Tuesday, June 24, 2014
Flying over the New Mexican Desert, 1973-1975
I got my private pilots license in November of 1973. There was a Navy program, called the Flight Indoctrination Program, that paid for everything if a reservist wanted to go to the aviation pipeline once they finished college.
About twenty minutes out of Albuquerque there was a small airstrip and fixed base operation called "Seven Bar Flying Service." They had the contract for the FIP guys.
The basic trainer was the Cessna 150. Once you had soloed, you could fly the Tomahawk or the Cessna 172.
One of the guys I flew with there was from Albuquerque. His father had been a Navy pilot, and owned an old Lescombe. It's the only tail dragger I ever flew.

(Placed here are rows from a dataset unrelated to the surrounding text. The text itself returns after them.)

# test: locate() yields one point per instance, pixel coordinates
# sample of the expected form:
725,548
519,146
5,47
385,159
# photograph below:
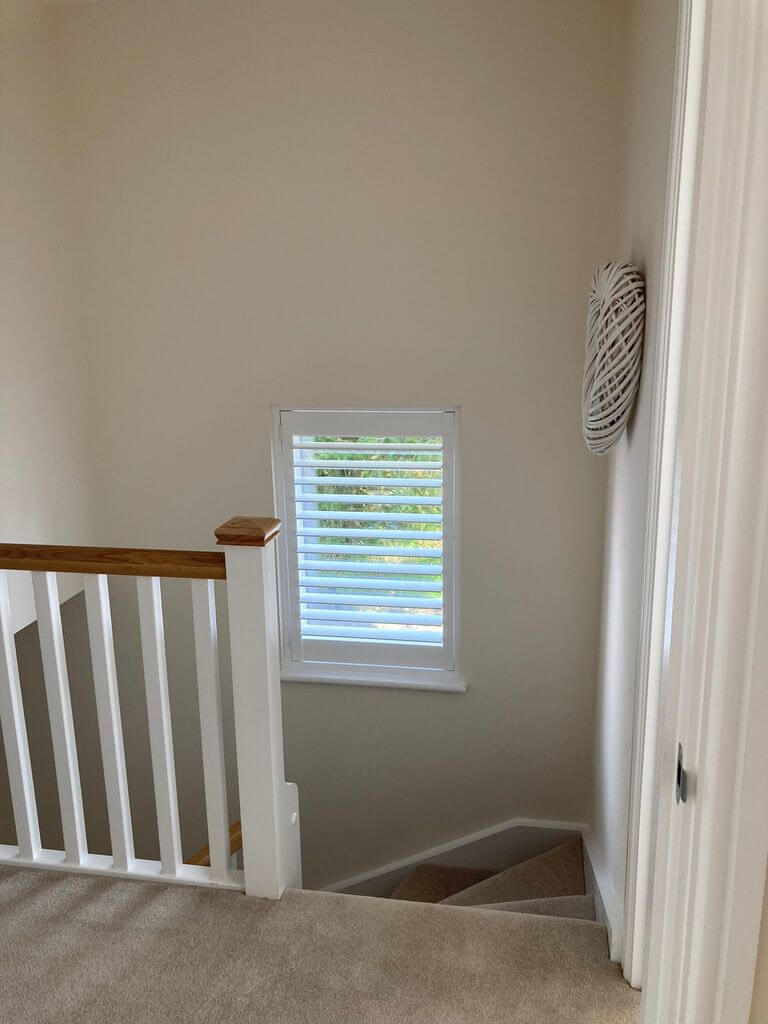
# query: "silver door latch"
681,794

On weekends, a bunch of us would go out to the airfield, sign out the aircraft, and then go out to fly over the mesa as a big gaggle. It was lots of fun. The fellow on the left of this picture was a UNM wrestler, got injured, and had to leave the program. The guy on the right eventually went ground, and ended his career as the commanding officer of a Light Armored Assault Vehicle battalion.
New Mexico was a wonderful place to fly. Almost always good weather, vast expanses of desert where you could fly way lower than the legal limitations. I went back out there in 2004, and flew over where the airfield used to be , in a balloon. There was nothing of it left, just row upon row of tract houses.
Flying "civilian" in New Mexico back then was a lot more fun than flying military later on. For one thing, you could do pretty much what you wanted to do while you were up. We used to flour bomb. Take up little bags of flour. Find a place out there where two dirt roads crossed. Pull the throttle back, put the flaps down, and play Stuka dive bomber. The guy in the right seat opened the wing window and threw out the flour bag just before you pulled up. The lower you went, the better your chances for a good hit. Whoever got the closest hit was Hans Ulrich Rudel for the day. It was great fun.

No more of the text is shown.